Wednesday, 12 October 2011

Research; Simon Norfolk

In relation to the term 'Environment', all three of these images are from Simon's work; 'Afghanistan - Chronotopia', which reveal the chaos that was here and the destruction and remains of this land.


This image, I think represents the once chaotic landscape that is now at peace. The textures and tones within this landscape all have different meanings and representations. I think they also give an edgy character to the photograph. For instance the broken, destroyed planes show the hard, assassinating history, whereas the calm, clearing, warm sky perhaps represents peace and that the worst has passed or is passing.





 This photograph is of an old outdoor cinema - A place, once probably full of enjoyment, laughter and happiness. I think the warmth of this image represents this. - Also with the pinky tones of the sky. The sky in the background looks really beautiful.
The cinema doesn't look as if it has decayed over time. I think without even knowing the title of this image, the viewer would come to the conclusion of a non-natural erosion process.
By photographing the destruction of a cinema and by the screen being the central focus point of the image, it may portray what the people of Afghanistan had to see and watch.




I personally really like this image, due to the different colours of the sky. I think the sky is the first thing the viewer looks at before anything else.
The bottom of the photo is quite dark, showing an old bus station. It looks worn and run down which may be why it is so dark. - To represent the lack of life and use of it now.
I think the colours of the sky tell the story. By showing black and grey clouds with the sunshine just coming through the other side, I think may express that bad, or grey times may form but sunshine will come out in the end. Perhaps linking to the old sayings of 'the light at the end of the tunnel', 'calm before the storm', 'things get worse before they get better' etc.


As photographer Simon Norfolk claims in the following interview, his work documents an international "military sublime." His photos reveal half-collapsed buildings, destroyed cinemas, and unpopulated urban ruins in diagonal shafts of morning sunlight...

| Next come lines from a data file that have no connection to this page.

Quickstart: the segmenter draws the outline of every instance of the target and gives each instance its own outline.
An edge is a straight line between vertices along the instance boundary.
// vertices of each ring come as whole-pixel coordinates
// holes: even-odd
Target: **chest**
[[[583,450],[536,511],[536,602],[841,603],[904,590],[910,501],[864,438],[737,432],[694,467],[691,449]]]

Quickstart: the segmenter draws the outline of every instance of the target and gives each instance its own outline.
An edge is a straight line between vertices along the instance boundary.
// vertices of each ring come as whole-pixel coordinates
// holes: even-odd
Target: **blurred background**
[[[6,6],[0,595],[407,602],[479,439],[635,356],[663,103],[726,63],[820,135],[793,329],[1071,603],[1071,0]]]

BLDGBLOG: Could you start with a brief thematic introduction to your work?

Simon Norfolk: All of the work that I’ve been doing over the last five years is about warfare and the way war makes the world we live in. War shapes and designs our society. The landscapes that I look at are created by warfare and conflict.... So I started off in Afghanistan photographing literal battlefields – but I'm trying to stretch that idea of what a battlefield is. Because all the interesting money now – the new money, the exciting stuff – is about entirely new realms of warfare: inside cyberspace, inside parts of the electromagnetic spectrum: eavesdropping, intelligence, satellite warfare, imaging. This is where all the exciting stuff is going to happen in twenty years' time. So I wanted to stretch that idea of what a battleground could be. What is a landscape – a surface, an environment, a space – created by warfare?
BLDGBLOG: Your photos are usually unpopulated. Is that a conscious artistic choice, or do you just happen to be photographing these places when there's no one around?

Norfolk: Well, part of this interest of mine in the sublime means that a lot of the artistic ideas that I'm drawing on partly come out of the photography of ruins. When I was in Afghanistan photographing these places – photographing these ruins – I started looking at some of the very earliest photojournalists, and they were ruin photographers: Matthew Brady's pictures of battlefields at Gettysburg, or Roger Fenton's pictures from the Crimea. And there are no dead bodies. Well, there are dead bodies, but that’s very controversial – the corpses were arranged, etc.
BLDGBLOG: Ironically, though, your photos haven't really been accepted by the art world yet – because of your subject matter.


Norfolk: Well, I cannot fucking believe that I go into an art gallery and people want to piss their lives away not talking about what’s going on in the world. Have they not switched on their TV and seen what's going on out there? They have nothing to say about that? They'd rather look at pictures of their girlfriend's bottom, or at their top ten favorite arseholes? Switch on the telly and see what's going on in our world – particularly these last five years. If you've got nothing to say about that, then I wonder what the fucking hell you're doing.


The idea of producing work which is only of interest to a couple of thousand people who have got art history degrees... The point of the world is to change it, and you can't change it if you're just talking about Roland Barthes or structuralist-semiotic gobbledygook that only a few thousand people can understand, let alone argue about.


That's not why I take these photographs.